Even as experimental new Chinese art in the 1980s found outlets in official, state-sanctioned venues of exhibition, many artists, and especially those working in abstract styles, remained outside of the mainstream, exhibiting and exchanging ideas in private spaces, in a phenomenon retrospectively described as "apartment art". In the two works from 1978 from Tang Pinggang featured here, we see an urge towards coloristic expression at once humble and revelatory (Lot 255 & Lot 256). Painted on cardboard on a diminutive, domestic scale, Tang's works demonstrate the earliest expression of an art liberated from the strictures of Socialist Realism, depicting highly personal vistas of daily life, and infusing them with the coloristic expressionism and reduced forms of the early European modernists. Similar impulses can be found in the oil on cardboard abstractions from Yin Guangzhong. With Lotus Flower (Lot 253) and Untitled (Lot 254), both from 1987, the artist tacks back and forth between form and full-blown abstraction, creating a ground of pigment and paint that is further manipulated by what appears to be a paint knife and other hard edges. In Lotus Flower, only the slight suggestion of a brick background remains, over which a thicket of dark, organic forms - presumably the lotuses of the title - languish, while the earthy palette and hard edges of Untitled suggest a desert landscape. Wang Youshen, working as an editor at the People's Youth Daily, first made his name with his Newspaper Series in the early 1990s, inspired by the limitations imposed on the human spirit by a media- and news-saturated culture. The two works featured here from 1987, Birdman Playing Qigong (Lot 251) and One Finger Zen (Lot 252), precede even that body of work, and demonstrate a playful interest in both the absurdities and simple pleasures of everyday life.

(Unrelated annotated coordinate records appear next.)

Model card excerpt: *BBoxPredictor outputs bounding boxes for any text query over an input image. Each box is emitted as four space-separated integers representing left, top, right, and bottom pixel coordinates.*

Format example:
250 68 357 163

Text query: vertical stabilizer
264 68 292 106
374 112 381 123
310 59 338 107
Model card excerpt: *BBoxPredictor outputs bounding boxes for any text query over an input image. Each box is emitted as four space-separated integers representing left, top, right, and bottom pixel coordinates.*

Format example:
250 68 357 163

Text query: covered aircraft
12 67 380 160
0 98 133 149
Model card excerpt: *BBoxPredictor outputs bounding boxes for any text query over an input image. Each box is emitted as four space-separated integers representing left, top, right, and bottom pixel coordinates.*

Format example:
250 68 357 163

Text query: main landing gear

For many artists of this period, their experience of exploring the countryside and observing peasant life - either during the Cultural Revolution or, later, as art students - served as inspiration for a nativist, folk-informed art practice. This can be seen in Zhang Xiaogang's earliest Grassland paintings and it continues to inform the mournful spirit of works such as his Madonna and Child from 1989 featured in the Evening sale (Lot 37). This impulse can be found in the early works on paper shown here from Pan Dehai (Lot 273 & Lot 274). Executed in 1988, the two watercolours track the emergence of Pan's signature forms, rooted in the figures of tableaus of surrealistic figures whose stylized, corn-husk forms merge with those of the land and the earth. His figures are infused with a sympathetic spirituality, suggesting the optimism and sincerity of this burgeoning avant-garde.